Die Internationale Ratstagung (IRT),

in Erinnerung rufend den Beschluß # 7 der IRT 1979, der u. a. festhält, daß „die Verfolgung von Personen wegen ihrer Homosexualität eine Verletzung ihrer grundlegenden Rechte ist“,

beschließt, zur Adoptierung als Gewissensgefangene Personen in Betracht zu ziehen, die ausschließlich wegen ihrer Homosexualität, einschließlich der Praktizierung homosexueller Handlungen zwischen zustimmenden Erwachsenen im Privaten, inhaftiert sind;

sich völlig dessen bewußt seiend, daß diese Entscheidung die Schwierigkeiten bei der Entwicklung unserer Bewegung in vielen Teilen der Welt erhöht,

beauftragt das Internationale Exekutivkomitee, in Zusammenarbeit mit Sektionen Richtlinien bezüglich AI-Aktionen für homosexuelle Gefangene auszuarbeiten, wobei der kulturelle Hintergrund verschiedener Regionen, in denen wir Sektionen und Gruppen haben, und Länder, in denen Amnesty International sich zu entwickeln verspricht, zu berücksichtigen ist;

beauftragt weiters das IEK, als Dringlichkeitssache einen Entwurf für eine vorläufige Fragen- und Antwortbroschüre über dieses Thema vor Ende dieser IRT zu erstellen.

Dieser Beschluß bedeutet, daß es sich um eine nunmehr festgeschriebene Interpretation der AI-Satzungen handelt, jedoch um keine Erweiterung des Mandats, also um keine explizite Ergänzung der im AI-Statut aufgezählten Schutzkategorien um die Kategorie „sexuelle Orientierung“. Jetzt heißt es, auf die Ausarbeitung besagter Richtlinien durch das Exekutivkomitee in London zu warten, denn zuvor kann mit einer Betreuung konkreter Fälle nicht gerechnet werden. Mit Neugierde und Spannung werden diese Richtlinien erwartet. Vor allem die Frage, ob auch Personen, die aufgrund diskriminierender Schutzaltersgesetze eingesperrt werden, als Gewissensgefangene anerkannt werden, ist von brennendem Interesse, besonders auch für Österreich. Berichte aus Jokohama besagen, daß in den Diskussionen auf der IRT in Japan von einzelnen RednerInnen ausdrücklich betont worden sei, daß diskriminierende Mindestaltersgrenzen in dieser Frage sehr wohl von Belang sein müssen. Genaueres wird man jedoch erst wissen, wenn die Richtlinien bekannt sind.

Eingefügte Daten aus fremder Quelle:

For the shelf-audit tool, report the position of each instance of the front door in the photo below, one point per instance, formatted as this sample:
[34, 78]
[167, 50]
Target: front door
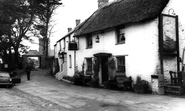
[104, 68]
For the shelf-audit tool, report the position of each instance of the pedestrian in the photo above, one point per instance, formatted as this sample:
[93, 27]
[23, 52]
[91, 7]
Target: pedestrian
[28, 71]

Die HOSI Wien hat die österreichische Sektion von AI in einem Schreiben zur besagten Beschlußfassung beglückwünscht und ihr Unterstützung bei der Betreuung konkreter Fälle angeboten. In einem Antwortbrief informierte uns die österreichische Sektion auch, daß die IRT überdies eine weltweite Studie in Auftrag gegeben hat, die u. a. die Mandatserweiterung um „sexuelle Orientierung“ untersuchen soll.

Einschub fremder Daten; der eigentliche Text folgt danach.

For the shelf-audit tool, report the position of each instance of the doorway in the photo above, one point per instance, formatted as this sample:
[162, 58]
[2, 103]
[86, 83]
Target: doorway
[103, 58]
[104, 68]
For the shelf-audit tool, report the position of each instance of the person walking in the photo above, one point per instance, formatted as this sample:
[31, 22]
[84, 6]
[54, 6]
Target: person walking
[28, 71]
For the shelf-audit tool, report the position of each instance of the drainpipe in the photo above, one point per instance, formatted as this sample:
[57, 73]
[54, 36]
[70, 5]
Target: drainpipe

Diese historische Entscheidung von AI ist auch ein großer Erfolg für die gemeinsamen Bemühungen der internationalen Lesben- und Schwulenbewegung, denn dutzende Organisationen in vielen Ländern haben ihre nationalen AI-Sektionen kontaktiert und bei diesen oft über Jahre hinweg Überzeugungsarbeit geleistet. Die ILGA hat darüber hinaus eine eigene Arbeitsgruppe, das AI-Projekt, eingerichtet, der folgende europäische Gruppen angehören: COC (Niederlande), Tupilak (Schweden), GLEN (Irland), DNF/FHO (Norwegen), COGAM (Spanien) sowie die HOSI Wien. Die Hauptlast der Arbeit haben ohne Zweifel HANS VONK vom COC und BILL SCHILLER von Tupilak getragen, die dieses ILGA-Projekt auch koordiniert haben. In jüngster Zeit haben sich Gruppen in den USA sehr stark in dieser Sache engagiert, und in der Endspurtphase haben die beiden japanischen Organisationen OCCUR und JILGA tapfer und erfolgreich die Stellung gehalten.

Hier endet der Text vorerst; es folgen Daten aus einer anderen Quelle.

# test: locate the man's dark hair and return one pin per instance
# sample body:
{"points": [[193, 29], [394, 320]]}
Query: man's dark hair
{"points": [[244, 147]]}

Die HOSI Wien (und der Rosa Stachel – vgl. LN 1/1989, S. 25 ff) darf ruhig einen Teil der Lorbeeren für sich in Anspruch nehmen, da auch wir über viele Jahre hinweg immer wieder brieflichen und persönlichen Kontakt mit der österreichischen Sektion gepflegt und unseren Beitrag zu diesem weltweiten Lobbying geleistet haben. Diese jahrelangen Bemühungen sind im übrigen in den LN ausführlich dokumentiert worden (2/1982, S. 10; 3/1982, S. 27 f; 4/1982, S. 28; 3/1984, S.12; 1/1985, S. 19; 4/1985, S. 12 ff; 1/1987, S. 11; 2/1987, S. 17; 1/1988, S. 51 f; 1/1989, S. 25 ff sowie 2/1991, S. 14).